Living Your Mission, Vision and Values:

Living Your Mission, Vision and Values:

Strategy Deployment for the 21st Century

Michael Couch
President
Michael Couch and Associates Inc.
Pittsburgh, PA

I am working with a second organization (medium-sized and regional, the other was larger and global) that used a very robust Strategic Planning process but then struggled to execute the strategy. Effective change, follow-through and accountability were lacking. I found that my clients were not alone. In a recent survey, senior executives at 197 global companies said their firms achieved only 63% of their strategy’s potential. The executives agreed that strategy execution is more important than strategy development but 66% said they were worse at execution than development.

How can an organization achieve its strategic potential, build the strategy into the DNA of the organization and effectively live the mission, vision and values? To do so, the organization’s leaders need to answer six key Strategy Deployment Questions.

I’ll get to the Six Questions in a moment. First, let’s define “Strategy”. To me, an organization’s strategy is the framework which guides the choices that determine the nature and direction of an organization (a tip of the hat to Tregoe and Zimmerman). A Strategic Plan should describe:

  • How value will be created/how the organization will compete,
  • What results will be meaningful/what is valued, and,
  • What the organization will do and not do (markets and products).

Ultimately, the strategy should shape the behavior of everyone in the organization.

With that definition as a backdrop, let’s get to the Six Questions.

  1. What are your organizations mission-critical processes and roles?

    Strategic Planning should include the hard work and research that defines value – how the organization will compete and create value in the markets in which it decides to play. These value streams can then be translated into the processes needed to deliver value and the jobs that play key roles in the processes. Understanding, creating and sustaining the capability of the processes and the talent in the roles is than an important component of strategy execution.

  2. How do you measure the impact of your Values?

    Unless an organization’s values are measured, they become “pie in the sky” and do not contribute to executing the strategy. Values often get posted on a wall and that’s about as concrete as they get. Measurement allows leadership to know if the strategy is being executed and when corrective action needs to be taken. Here’s an example of how values can translate into concrete measures.

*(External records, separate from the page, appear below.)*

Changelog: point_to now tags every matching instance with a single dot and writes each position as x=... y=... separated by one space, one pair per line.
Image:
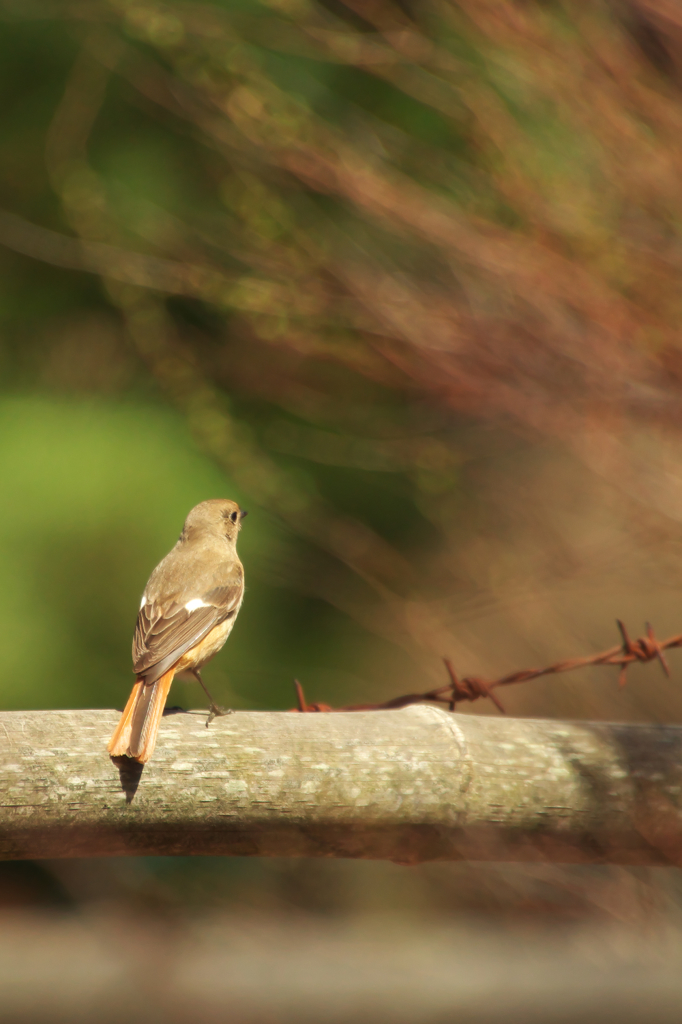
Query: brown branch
x=646 y=648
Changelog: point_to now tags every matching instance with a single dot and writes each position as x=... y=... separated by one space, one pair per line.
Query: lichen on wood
x=407 y=785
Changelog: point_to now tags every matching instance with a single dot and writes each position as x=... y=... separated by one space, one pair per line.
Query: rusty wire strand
x=646 y=648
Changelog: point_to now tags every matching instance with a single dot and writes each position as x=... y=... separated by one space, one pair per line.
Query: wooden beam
x=406 y=785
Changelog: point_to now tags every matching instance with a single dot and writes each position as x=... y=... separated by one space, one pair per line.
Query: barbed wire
x=647 y=648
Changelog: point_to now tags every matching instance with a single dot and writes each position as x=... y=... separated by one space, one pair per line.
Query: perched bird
x=186 y=613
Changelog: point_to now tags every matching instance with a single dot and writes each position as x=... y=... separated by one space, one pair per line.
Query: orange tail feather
x=135 y=734
x=146 y=717
x=118 y=744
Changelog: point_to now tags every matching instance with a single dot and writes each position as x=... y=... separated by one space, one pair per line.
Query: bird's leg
x=215 y=711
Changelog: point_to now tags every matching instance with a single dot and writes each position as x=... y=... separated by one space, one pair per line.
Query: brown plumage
x=187 y=611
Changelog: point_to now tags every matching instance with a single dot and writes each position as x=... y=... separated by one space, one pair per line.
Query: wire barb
x=471 y=688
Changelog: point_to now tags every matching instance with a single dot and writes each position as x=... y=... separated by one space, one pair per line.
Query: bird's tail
x=135 y=735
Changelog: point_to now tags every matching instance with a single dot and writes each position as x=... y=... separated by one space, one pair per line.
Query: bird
x=186 y=613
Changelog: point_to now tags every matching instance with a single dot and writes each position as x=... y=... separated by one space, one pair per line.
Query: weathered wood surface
x=406 y=785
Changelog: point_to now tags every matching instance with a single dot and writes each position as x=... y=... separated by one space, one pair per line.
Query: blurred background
x=403 y=280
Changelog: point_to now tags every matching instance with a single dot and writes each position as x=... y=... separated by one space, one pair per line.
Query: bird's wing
x=166 y=630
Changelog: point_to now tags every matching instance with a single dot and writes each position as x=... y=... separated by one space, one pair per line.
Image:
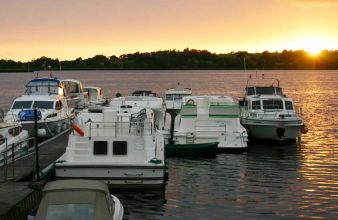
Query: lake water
x=291 y=181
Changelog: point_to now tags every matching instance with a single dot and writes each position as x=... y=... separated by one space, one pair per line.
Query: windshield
x=43 y=104
x=70 y=212
x=22 y=104
x=273 y=104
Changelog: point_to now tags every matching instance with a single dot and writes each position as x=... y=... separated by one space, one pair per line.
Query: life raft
x=77 y=129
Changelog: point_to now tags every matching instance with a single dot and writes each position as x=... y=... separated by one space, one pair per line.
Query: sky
x=68 y=29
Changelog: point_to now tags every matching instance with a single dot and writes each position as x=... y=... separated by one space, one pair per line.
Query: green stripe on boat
x=189 y=116
x=223 y=116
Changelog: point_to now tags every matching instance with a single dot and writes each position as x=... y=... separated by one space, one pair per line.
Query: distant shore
x=188 y=59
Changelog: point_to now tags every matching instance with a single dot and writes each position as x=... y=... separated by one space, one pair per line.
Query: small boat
x=174 y=96
x=76 y=96
x=119 y=144
x=191 y=149
x=12 y=140
x=206 y=121
x=95 y=96
x=267 y=113
x=53 y=113
x=78 y=199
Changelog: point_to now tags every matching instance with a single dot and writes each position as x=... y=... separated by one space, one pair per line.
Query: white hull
x=115 y=175
x=277 y=130
x=234 y=140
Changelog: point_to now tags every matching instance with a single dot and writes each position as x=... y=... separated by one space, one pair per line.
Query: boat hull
x=115 y=176
x=191 y=149
x=272 y=130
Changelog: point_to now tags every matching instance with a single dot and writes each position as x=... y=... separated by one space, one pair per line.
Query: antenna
x=244 y=65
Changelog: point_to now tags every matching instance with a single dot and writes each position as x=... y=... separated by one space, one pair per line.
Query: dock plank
x=12 y=191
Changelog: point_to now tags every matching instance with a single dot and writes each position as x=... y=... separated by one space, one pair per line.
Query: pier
x=19 y=191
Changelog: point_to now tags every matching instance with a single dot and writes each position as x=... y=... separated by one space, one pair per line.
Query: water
x=291 y=181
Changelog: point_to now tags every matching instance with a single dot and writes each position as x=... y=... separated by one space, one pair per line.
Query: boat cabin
x=44 y=86
x=174 y=96
x=264 y=90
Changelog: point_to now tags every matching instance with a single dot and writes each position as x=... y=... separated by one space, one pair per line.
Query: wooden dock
x=19 y=192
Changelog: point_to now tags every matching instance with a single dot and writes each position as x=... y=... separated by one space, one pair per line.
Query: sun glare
x=314 y=45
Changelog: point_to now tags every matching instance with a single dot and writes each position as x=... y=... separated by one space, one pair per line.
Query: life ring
x=304 y=129
x=77 y=129
x=190 y=102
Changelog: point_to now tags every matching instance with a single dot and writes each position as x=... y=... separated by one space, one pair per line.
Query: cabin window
x=22 y=104
x=58 y=105
x=256 y=104
x=82 y=211
x=273 y=104
x=100 y=147
x=43 y=104
x=120 y=148
x=288 y=105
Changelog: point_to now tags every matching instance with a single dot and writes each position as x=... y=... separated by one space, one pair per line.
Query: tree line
x=184 y=60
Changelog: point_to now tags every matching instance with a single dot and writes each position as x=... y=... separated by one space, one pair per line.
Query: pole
x=37 y=167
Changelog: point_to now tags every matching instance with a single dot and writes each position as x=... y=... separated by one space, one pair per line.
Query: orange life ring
x=77 y=129
x=304 y=129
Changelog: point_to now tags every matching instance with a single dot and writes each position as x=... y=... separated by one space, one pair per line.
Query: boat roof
x=263 y=90
x=37 y=98
x=92 y=87
x=144 y=93
x=45 y=79
x=70 y=185
x=212 y=99
x=178 y=90
x=71 y=80
x=7 y=125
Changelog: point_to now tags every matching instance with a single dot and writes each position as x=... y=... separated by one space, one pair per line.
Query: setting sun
x=314 y=45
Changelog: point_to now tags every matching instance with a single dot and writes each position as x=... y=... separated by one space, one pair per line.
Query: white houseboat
x=12 y=140
x=174 y=96
x=119 y=145
x=47 y=95
x=206 y=122
x=95 y=96
x=269 y=114
x=76 y=96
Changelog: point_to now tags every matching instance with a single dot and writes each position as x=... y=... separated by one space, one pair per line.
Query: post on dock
x=37 y=166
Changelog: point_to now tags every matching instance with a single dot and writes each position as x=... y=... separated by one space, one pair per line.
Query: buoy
x=77 y=129
x=304 y=129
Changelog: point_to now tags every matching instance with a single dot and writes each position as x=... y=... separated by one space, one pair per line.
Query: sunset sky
x=67 y=29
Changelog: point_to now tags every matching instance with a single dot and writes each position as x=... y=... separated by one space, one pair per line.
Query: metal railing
x=14 y=152
x=118 y=129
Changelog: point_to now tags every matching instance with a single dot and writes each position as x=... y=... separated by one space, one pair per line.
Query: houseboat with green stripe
x=208 y=121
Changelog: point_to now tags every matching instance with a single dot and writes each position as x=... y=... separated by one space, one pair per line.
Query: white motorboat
x=174 y=96
x=95 y=96
x=78 y=199
x=206 y=121
x=76 y=96
x=47 y=95
x=12 y=140
x=267 y=113
x=119 y=145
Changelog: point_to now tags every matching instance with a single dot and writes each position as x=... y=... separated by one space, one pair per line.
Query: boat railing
x=13 y=152
x=118 y=129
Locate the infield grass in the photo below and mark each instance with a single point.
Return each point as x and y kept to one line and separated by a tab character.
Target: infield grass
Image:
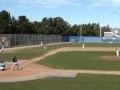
29	53
81	82
89	60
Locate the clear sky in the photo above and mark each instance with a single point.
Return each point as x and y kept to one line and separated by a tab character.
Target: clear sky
105	12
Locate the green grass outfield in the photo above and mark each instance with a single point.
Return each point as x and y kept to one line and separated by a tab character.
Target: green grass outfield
82	60
29	53
81	82
33	52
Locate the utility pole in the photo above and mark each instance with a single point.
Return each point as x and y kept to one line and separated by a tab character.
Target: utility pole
100	31
80	31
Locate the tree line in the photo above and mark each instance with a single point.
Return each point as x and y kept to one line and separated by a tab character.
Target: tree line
48	26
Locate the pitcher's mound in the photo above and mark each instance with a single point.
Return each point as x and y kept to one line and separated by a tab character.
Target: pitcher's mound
116	58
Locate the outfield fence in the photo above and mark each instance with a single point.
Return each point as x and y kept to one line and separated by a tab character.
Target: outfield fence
15	40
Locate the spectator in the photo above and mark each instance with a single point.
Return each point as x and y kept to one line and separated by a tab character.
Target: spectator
2	66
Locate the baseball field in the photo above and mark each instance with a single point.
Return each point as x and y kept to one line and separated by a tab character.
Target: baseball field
63	67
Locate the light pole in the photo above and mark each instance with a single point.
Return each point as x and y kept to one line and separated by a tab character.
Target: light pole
100	31
80	32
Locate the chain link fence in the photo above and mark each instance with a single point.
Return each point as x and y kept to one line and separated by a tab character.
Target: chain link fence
16	40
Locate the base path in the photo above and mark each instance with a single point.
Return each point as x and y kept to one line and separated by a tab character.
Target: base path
32	71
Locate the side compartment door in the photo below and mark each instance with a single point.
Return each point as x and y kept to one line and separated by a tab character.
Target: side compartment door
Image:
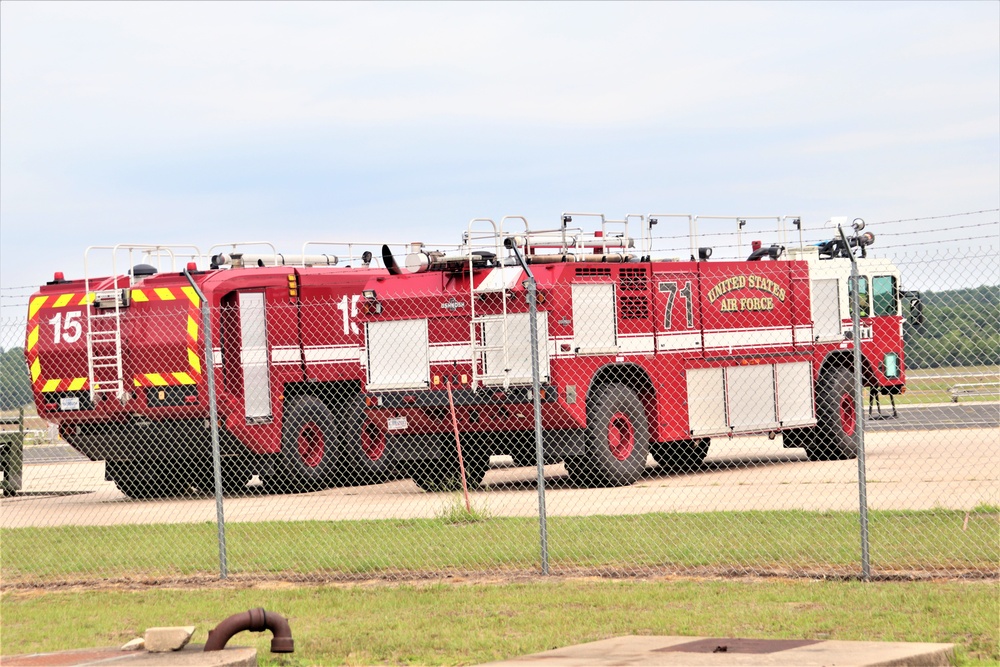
246	371
595	319
254	357
398	355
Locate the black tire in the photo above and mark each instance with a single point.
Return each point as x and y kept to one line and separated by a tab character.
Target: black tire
680	456
443	474
837	418
235	475
147	479
617	440
309	448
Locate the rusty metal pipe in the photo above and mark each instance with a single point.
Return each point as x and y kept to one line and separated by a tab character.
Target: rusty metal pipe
255	620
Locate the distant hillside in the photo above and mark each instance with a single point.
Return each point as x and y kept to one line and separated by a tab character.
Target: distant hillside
961	328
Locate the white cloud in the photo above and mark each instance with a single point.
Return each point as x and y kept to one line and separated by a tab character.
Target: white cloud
230	116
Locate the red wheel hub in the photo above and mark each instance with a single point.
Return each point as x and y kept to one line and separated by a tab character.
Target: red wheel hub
311	445
621	436
372	442
848	416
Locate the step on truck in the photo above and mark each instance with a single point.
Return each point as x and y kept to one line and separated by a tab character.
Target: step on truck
638	355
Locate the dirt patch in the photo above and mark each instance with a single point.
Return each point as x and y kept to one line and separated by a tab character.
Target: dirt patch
420	579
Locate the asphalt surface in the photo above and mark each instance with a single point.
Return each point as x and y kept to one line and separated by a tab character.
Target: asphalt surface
908	418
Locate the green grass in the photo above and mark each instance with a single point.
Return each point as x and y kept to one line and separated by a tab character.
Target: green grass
778	541
478	622
931	390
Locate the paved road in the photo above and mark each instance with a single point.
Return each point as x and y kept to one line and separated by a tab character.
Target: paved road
909	418
919	469
937	417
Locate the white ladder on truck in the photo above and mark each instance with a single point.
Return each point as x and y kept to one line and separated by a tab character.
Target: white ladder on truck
105	369
490	352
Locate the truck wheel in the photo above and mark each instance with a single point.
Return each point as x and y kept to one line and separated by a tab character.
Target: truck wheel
442	474
146	479
308	447
364	454
836	416
617	440
680	456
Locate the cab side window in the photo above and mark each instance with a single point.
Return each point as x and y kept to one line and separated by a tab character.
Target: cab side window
885	295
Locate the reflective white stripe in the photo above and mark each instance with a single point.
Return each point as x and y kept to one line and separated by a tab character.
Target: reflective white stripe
450	352
635	344
803	335
747	338
285	355
319	354
675	342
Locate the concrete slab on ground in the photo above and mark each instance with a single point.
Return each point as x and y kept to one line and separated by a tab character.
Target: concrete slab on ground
190	656
729	652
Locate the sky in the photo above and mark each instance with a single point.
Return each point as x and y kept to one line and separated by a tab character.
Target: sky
204	123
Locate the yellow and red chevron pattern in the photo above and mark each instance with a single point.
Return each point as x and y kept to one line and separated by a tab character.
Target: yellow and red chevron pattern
49	385
193	373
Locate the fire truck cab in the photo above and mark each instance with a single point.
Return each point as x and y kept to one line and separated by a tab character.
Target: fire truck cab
637	355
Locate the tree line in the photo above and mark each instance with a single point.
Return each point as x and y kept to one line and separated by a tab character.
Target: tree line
960	328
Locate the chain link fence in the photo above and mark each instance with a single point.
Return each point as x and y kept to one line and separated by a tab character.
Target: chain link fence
581	407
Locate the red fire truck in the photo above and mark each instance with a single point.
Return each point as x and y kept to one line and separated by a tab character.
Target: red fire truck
118	362
637	355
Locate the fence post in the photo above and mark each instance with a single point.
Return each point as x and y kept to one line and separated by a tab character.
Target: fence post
859	429
209	373
536	396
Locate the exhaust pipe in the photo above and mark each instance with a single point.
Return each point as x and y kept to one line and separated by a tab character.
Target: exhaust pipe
255	620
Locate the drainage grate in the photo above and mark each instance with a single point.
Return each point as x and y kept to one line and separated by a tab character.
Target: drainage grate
732	645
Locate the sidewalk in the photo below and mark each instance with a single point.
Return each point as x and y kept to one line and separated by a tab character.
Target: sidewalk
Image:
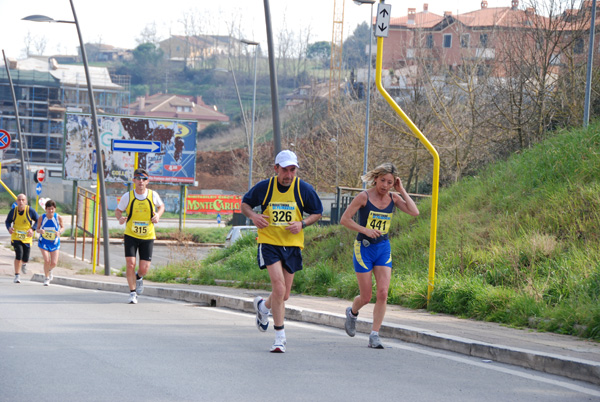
562	355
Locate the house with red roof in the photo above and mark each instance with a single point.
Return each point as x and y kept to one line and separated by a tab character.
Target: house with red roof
177	107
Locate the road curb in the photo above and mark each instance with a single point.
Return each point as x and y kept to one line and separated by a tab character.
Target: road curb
576	369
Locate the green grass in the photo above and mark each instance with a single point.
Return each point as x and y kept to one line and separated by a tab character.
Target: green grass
519	244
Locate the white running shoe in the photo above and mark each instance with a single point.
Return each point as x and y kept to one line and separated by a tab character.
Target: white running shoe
262	320
132	298
375	342
279	345
350	324
139	286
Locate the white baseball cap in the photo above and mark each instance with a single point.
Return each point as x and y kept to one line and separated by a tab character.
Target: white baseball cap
286	158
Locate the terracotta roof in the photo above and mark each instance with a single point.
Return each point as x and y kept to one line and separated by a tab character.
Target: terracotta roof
165	105
423	19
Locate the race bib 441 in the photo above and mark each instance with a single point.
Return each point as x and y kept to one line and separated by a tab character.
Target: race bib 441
379	221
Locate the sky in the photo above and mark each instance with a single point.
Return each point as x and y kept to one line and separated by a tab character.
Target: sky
120	22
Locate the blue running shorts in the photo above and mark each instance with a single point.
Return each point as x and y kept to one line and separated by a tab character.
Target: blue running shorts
367	257
290	257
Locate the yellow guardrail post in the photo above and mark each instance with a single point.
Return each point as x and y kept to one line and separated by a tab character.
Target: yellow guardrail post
436	164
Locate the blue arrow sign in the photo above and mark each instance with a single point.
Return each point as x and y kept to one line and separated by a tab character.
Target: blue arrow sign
136	146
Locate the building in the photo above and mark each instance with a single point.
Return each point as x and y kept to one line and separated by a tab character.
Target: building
194	50
475	39
177	107
45	91
99	52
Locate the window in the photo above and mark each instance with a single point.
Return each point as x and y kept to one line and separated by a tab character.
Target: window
483	40
447	40
578	47
465	40
429	41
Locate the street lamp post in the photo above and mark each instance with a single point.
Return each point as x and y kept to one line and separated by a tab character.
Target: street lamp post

    Value Description Measure
    Profitability Operating a successful company is essential to the future success of our customers, employees suppliers and investors EBITDA
    Customer Passion Our customer’s success is instrumental to our success Market Share
    Key Customer Retention
    Continuous Improvement Acting with a high sense of urgency and encouraging change will give us a competitive edge First Time Through
    On-time Delivery
    Safety Safety is an overriding concern in everything we do TRIR
    % Safe Behavior
    Employee Engagement Hard work, creativity and dedication are the cornerstones to our success Employee Engagement

  3. How is the strategy translated into annual, concrete goals for employees?

    Research by SuccessFactors and the Workforce Intelligence Institute shows that companies that closely aligned goals across their organization exhibit higher levels of financial success. In the Toyota Production System, this is called the “Catch Ball” process. Other companies refer to it as “socializing the strategy” or ‘strategy realization”. Almost every company has a performance appraisal process (which no one likes and which adds little value) which should be as the tool to cascade the strategy to every person in the organization. Software is making this task easier but I’ve seen it done effectively with just spreadsheets. It’s actually more about having rich goal setting discussions and reviews than it is the form.

  4. How does your strategy translate into concrete competencies that are critical to achieving the strategy?

    Competencies are the knowledge, skills and abilities reflected in behaviors that are related to success in the organization. Different strategies require organizations with different capabilities. To deploy a given strategy, the behaviors critical to success must be defined at every level of the company. They can also be linked directly to the Values. The Performance Management process helps people understand “what” they should do. The competencies describe “how” it should be accomplished to create greatest impact on the success of the firm.

  5. What is the link between your business strategy and your talent strategy?

    For many successful companies, the link between the business strategy and the talent strategy is the competencies outlined in Question 4. Once the competencies are defined, they can then be used in talent planning, acquisition, development and even rewards. In that way, the talent strategy can become a driver of the business strategy – getting the right people in the right roles doing the right things at the right cost.

  6. Does your organization have the capability to effectively deploy the strategy?

    Talent assessment (or what some firms call Top Grading Talent) is an essential part of assuring that strategy can be deployed. I call it creating a strategy-capable organization. Armed with knowledge of mission-critical roles and strategic competencies, it is possible to build an overall picture of the organization’s ability to execute. In addition, it becomes clear where changes are needed, where development can make a difference and where selection will have the biggest payoff. Progress can be tracked and the capability assessment can be updated as the strategy unfolds.